This is a very big week for Rebel Cause Lancaster, the local nonprofit founded and run by Star Wars fans.
Since April, Rebel Cause has run a day center for homeless individuals at Lancaster's Crossroads Mennonite Church. Today, it reopens at a new location: First United Methodist Church of Lancaster, 29 E. Walnut St.
Then, Friday evening, Rebel Cause plans to open its new overnight shelter. It's hosted by a church in the city; for the time being, Rebel Cause is not disclosing the exact location to the general public. (Update: The organization has since revealed it is at Ebenezer Baptist Church, 701 N. Lime St.)
"We're super-excited," said Kaden Stetler, Rebel Cause's founder and president. The overnight shelter, in particular, is "something the city desperately needs," he said.
The day center, likewise, was long recognized as an unmet need in Lancaster. The push for it took on greater urgency in March when Gov. Tom Wolf placed the county under a Covid-19 stay-at-home order, shuttering places such as the library where people had been able to take refuge from the elements.
Crossroads was able to offer its space during Lancaster County's stay-at-home order, but once normal activities resumed, it was no longer practical due to the site's space limitations. The center wrapped up there on Friday.
At First United Methodist, it will be open from 9 a.m. to 4:30 p.m. It has space for 15 people under Covid-19 social-distancing arrangements.
The overnight shelter will have 15 beds — like the day center, per constraints imposed by the pandemic — and will operate from 9 p.m. to 7 a.m.
Both sites are openly affirming spaces for LGBTQ+ individuals.
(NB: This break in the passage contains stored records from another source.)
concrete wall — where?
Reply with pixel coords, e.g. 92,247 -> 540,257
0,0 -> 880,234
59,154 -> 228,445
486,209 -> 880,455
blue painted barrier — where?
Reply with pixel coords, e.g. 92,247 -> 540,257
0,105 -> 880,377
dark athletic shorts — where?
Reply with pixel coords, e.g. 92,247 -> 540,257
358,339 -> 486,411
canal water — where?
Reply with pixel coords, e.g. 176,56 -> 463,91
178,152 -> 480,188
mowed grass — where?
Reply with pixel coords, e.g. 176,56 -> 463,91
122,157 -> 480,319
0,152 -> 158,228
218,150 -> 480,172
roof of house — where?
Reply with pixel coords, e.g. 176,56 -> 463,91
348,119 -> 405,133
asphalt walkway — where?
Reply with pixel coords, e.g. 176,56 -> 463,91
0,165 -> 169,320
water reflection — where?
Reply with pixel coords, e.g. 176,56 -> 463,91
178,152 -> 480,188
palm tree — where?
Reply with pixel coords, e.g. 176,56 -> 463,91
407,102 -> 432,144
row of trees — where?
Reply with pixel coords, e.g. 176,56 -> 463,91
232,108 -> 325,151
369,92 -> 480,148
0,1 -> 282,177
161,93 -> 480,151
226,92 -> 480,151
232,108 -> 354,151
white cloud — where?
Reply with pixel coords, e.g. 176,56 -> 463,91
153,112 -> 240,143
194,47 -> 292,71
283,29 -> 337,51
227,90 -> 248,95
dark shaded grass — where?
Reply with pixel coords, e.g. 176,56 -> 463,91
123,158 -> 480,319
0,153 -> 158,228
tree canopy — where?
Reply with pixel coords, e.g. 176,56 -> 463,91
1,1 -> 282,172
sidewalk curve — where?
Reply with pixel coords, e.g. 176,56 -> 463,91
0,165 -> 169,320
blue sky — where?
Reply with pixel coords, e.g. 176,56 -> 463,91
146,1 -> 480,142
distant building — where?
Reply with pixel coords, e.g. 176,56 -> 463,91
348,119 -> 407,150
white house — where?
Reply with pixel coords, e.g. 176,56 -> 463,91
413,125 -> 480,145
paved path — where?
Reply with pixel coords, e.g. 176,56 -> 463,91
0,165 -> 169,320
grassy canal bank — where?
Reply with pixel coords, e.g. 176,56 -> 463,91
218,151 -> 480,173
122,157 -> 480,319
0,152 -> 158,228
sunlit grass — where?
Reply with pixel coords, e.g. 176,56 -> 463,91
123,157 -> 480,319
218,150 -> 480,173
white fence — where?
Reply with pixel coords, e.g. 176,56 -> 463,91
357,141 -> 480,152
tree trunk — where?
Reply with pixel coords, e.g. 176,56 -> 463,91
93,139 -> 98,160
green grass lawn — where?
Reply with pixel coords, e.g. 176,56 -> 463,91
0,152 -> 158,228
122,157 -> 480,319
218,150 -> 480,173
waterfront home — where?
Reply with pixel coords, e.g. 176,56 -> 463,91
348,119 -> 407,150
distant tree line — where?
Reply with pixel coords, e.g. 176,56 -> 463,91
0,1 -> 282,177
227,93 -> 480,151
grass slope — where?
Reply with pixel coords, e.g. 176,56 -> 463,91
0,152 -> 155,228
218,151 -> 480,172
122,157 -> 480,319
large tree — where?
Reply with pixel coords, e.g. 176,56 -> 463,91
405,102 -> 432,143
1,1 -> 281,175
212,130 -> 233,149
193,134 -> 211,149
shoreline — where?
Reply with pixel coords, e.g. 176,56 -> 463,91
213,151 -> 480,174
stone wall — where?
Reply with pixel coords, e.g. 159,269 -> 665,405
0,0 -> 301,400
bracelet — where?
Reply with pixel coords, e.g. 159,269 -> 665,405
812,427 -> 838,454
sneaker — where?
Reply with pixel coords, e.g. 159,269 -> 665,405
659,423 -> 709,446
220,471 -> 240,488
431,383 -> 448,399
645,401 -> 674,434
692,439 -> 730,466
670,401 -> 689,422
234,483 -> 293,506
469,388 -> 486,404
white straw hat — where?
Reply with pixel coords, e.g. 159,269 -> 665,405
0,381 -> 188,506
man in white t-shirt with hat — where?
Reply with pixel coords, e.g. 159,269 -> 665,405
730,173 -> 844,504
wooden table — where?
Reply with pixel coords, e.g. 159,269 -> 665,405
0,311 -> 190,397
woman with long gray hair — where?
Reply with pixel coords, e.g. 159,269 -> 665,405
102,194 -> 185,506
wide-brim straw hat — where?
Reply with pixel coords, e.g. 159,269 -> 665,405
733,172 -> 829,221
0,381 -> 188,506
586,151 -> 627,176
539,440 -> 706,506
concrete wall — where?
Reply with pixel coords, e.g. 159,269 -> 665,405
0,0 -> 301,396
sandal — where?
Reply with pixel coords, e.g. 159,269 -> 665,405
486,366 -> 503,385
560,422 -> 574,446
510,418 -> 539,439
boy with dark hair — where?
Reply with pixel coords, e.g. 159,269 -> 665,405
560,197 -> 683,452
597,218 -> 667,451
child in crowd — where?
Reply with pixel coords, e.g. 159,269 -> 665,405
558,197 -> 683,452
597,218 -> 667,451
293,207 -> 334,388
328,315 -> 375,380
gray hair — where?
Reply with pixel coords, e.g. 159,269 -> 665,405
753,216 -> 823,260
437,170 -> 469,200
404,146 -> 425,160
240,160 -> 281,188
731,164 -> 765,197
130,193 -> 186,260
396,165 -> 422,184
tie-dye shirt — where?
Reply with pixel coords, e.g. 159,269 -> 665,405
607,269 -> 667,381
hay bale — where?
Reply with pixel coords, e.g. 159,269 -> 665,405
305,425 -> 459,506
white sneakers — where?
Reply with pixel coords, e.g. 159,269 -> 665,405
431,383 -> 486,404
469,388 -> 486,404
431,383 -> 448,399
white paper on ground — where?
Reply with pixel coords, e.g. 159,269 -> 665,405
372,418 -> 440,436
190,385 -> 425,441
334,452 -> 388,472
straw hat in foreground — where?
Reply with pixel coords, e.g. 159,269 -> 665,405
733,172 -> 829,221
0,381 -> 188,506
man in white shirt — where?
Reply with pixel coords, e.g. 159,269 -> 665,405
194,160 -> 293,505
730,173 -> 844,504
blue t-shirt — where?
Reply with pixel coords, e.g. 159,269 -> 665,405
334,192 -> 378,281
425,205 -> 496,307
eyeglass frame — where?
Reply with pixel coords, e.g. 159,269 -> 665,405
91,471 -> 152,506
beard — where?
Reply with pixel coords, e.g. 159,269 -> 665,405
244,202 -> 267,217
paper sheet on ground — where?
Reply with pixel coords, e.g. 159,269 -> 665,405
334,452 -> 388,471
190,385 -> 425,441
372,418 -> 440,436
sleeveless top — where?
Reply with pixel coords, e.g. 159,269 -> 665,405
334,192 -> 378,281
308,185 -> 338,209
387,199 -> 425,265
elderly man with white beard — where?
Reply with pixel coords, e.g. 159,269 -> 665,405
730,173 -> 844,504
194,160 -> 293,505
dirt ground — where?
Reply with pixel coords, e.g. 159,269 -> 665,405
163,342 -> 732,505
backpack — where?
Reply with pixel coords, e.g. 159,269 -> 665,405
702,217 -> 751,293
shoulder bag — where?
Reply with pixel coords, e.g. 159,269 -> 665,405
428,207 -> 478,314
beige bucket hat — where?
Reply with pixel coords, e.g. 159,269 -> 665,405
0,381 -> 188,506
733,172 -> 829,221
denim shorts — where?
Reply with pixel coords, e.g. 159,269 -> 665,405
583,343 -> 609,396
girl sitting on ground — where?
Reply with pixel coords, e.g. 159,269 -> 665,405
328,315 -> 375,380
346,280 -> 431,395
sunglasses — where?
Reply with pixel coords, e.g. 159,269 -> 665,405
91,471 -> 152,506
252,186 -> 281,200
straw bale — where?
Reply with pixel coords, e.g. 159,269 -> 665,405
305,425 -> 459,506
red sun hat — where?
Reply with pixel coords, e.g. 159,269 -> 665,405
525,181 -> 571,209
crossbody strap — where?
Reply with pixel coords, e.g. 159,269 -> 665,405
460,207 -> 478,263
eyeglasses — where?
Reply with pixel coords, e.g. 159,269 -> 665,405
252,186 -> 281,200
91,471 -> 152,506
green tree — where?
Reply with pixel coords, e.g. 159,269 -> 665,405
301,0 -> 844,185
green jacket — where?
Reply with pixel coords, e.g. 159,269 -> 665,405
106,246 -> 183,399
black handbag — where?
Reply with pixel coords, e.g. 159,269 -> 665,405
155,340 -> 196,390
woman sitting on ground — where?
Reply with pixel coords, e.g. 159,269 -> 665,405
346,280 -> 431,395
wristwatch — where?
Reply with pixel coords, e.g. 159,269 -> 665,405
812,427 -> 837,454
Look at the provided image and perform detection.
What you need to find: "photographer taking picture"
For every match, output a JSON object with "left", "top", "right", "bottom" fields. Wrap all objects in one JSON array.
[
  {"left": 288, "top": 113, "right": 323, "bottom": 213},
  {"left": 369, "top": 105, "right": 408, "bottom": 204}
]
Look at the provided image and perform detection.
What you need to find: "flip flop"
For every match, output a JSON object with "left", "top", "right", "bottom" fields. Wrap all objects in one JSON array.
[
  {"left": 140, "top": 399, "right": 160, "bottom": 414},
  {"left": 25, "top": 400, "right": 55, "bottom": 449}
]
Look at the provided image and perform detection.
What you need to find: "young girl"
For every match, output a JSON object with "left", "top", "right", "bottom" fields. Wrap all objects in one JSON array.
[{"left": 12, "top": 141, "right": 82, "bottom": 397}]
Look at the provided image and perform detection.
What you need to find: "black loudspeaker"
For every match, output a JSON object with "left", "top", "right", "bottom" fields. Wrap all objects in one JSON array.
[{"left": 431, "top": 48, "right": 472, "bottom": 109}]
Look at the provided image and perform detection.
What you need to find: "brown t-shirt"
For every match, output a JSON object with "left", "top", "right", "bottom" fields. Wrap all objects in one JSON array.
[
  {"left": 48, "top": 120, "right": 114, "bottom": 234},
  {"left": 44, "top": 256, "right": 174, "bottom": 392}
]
The sites will operate with federal funding secured through Lanc Co MyHome, the coalition of social service agencies that serve the county's homeless population.
Part of the government's Covid-19 relief effort, the appropriation came to Lancaster city and the Lancaster County Redevelopment Authority via the U.S. Department of Housing & Urban Development, said Jennifer Koppel, the coalition's director. A little over $160,000 has been allocated for the shelters, she said.
Both facilities will be integral parts of Lanc Co MyHome's overall approach, Koppel said. The coalition has outreach specialists who work with people on the streets; they'll help people get into the overnight shelter, and will check in with them the following morning.
Stetler described the overnight shelter as a "stepping stone." The hope is to build trusting relationships with homeless individuals and help them access the mental health, addiction, financial and other services they may need to overcome their barriers and obtain permanent shelter.
Everyone involved at Rebel Cause thought the shelter was "the next logical step to take," Stetler said.
Laura Meisl, facilities manager for First United Methodist, said the church is looking forward to hosting the day center.
"Rebel Cause Lancaster has been doing an excellent job with the shelter at Crossroads and we know that will continue here. ... I know this will be a great partnership," she said.
Among its many efforts to help the community, First United Methodist hosts Anchorage Breakfast Program, which provides free meals five days a week to those in need.
Koppel said the coalition had hoped to open a day center by the end of the year. To launch it and the overnight shelter in the face of a historic pandemic is a tremendous achievement, she said.
Rebel Cause has been great to work with, she said: "This is how collaboration works."